The research is being carried out by experts in IGF-1 signalling at University College Cork in collaboration with experts in pharmacogenomic (the influence of genetic variation on drug response) approaches to biomarker discovery in cancer at Almac Diagnostics, a Northern Irish Biomarker Discovery, Development and Delivery company.
The collaborative aspect, which includes extensive transfer of knowledge and experience, as well as exchanges of researchers, is integral to the projects success. The co-operation is also expected to lead to the development of commercial applications. Our industry partner Almac is currently engaged in developing diagnostic tools for the treatment of cancer, Prof. OConnor says. Other companies and clinical investigators are also testing inhibitors of the IGF-1 pathway.

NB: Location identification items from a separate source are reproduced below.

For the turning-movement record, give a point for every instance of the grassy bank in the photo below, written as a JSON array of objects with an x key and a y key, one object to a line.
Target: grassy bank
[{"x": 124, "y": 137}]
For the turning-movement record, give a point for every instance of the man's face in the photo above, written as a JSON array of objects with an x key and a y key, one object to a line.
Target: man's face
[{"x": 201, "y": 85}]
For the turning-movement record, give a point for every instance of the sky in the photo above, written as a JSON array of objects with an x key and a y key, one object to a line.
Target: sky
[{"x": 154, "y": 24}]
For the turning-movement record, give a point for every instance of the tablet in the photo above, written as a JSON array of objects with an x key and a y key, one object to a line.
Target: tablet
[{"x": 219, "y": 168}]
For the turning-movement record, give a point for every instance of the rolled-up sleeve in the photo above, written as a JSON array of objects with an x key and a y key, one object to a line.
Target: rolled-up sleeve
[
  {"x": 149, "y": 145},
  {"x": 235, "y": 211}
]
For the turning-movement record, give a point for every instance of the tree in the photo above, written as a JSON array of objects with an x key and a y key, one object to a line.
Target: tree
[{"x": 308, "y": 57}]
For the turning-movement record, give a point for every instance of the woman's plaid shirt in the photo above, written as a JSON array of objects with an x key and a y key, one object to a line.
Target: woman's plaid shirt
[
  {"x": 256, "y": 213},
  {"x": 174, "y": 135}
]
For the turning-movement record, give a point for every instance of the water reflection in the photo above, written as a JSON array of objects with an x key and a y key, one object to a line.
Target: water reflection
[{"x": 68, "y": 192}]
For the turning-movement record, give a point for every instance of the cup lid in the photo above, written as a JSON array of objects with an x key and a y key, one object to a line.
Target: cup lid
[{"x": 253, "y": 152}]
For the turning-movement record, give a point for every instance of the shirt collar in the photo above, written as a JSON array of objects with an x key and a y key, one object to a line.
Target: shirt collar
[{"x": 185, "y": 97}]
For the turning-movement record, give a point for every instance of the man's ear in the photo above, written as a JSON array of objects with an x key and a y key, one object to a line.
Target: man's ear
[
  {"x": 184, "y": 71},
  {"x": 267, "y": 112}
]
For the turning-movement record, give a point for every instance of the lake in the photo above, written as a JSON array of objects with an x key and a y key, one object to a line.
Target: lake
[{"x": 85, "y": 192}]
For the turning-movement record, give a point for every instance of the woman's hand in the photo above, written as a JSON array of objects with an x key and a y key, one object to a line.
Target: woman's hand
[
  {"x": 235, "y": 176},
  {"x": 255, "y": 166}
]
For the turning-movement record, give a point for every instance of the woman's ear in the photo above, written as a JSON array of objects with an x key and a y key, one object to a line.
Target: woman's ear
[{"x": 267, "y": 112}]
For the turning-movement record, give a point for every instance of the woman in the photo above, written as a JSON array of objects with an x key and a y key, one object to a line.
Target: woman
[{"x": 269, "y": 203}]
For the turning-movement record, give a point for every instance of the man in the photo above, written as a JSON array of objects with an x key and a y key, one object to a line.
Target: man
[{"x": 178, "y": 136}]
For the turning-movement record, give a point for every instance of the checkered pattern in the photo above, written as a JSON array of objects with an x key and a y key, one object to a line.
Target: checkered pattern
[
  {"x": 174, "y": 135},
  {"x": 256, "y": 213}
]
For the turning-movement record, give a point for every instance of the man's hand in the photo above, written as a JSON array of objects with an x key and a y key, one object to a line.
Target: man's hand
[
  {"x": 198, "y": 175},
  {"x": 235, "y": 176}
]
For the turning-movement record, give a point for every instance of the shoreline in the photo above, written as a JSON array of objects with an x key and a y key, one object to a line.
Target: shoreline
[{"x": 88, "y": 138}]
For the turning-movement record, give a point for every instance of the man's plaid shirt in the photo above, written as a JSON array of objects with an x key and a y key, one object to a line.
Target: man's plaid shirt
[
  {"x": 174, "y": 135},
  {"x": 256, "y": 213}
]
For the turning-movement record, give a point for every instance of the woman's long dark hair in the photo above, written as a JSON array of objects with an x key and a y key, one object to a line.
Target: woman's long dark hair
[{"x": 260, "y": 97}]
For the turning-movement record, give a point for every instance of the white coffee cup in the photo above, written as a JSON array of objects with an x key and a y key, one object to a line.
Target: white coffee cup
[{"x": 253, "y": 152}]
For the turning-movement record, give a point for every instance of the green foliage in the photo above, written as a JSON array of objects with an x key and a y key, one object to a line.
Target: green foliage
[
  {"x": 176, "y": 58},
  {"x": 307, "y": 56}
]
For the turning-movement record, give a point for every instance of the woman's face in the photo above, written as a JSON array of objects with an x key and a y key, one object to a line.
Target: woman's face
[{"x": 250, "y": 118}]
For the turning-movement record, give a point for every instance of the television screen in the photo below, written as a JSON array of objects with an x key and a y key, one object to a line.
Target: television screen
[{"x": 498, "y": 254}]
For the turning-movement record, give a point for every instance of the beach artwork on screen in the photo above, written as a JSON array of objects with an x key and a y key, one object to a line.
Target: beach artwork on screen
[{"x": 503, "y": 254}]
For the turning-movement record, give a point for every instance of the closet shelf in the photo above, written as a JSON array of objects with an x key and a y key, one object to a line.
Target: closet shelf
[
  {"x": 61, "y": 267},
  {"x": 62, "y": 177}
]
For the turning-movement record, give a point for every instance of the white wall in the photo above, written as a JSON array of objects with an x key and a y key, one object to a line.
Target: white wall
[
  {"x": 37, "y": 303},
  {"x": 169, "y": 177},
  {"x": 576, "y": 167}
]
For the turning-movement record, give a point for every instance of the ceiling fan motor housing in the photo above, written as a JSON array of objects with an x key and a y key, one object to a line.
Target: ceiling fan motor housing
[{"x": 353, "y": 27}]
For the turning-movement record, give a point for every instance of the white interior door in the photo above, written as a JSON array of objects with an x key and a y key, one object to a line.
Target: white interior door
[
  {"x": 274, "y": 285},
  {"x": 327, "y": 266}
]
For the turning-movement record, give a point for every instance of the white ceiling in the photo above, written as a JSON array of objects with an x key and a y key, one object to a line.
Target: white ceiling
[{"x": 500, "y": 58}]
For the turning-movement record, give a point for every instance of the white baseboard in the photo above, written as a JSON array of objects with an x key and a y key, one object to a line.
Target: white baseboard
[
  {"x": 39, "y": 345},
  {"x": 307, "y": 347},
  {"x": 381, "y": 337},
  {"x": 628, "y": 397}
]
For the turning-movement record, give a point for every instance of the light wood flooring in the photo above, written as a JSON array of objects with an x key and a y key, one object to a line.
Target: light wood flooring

Prof. OConnor says that the ultimate objective of the project is to select a clinically validated signature or biomarker for IGF-1 pathway activity in one or more cancers. This would ideally be used to select patients or subsets of cancers suitable for inhibitors of this pathway in combination with other therapies, she concludes. The biomarkers could also be used to monitor therapy responses.
The project team is currently in the process of analysing data from genomic screens to identify good matches. These will then be validated using patient databases, and tested in clinical trials.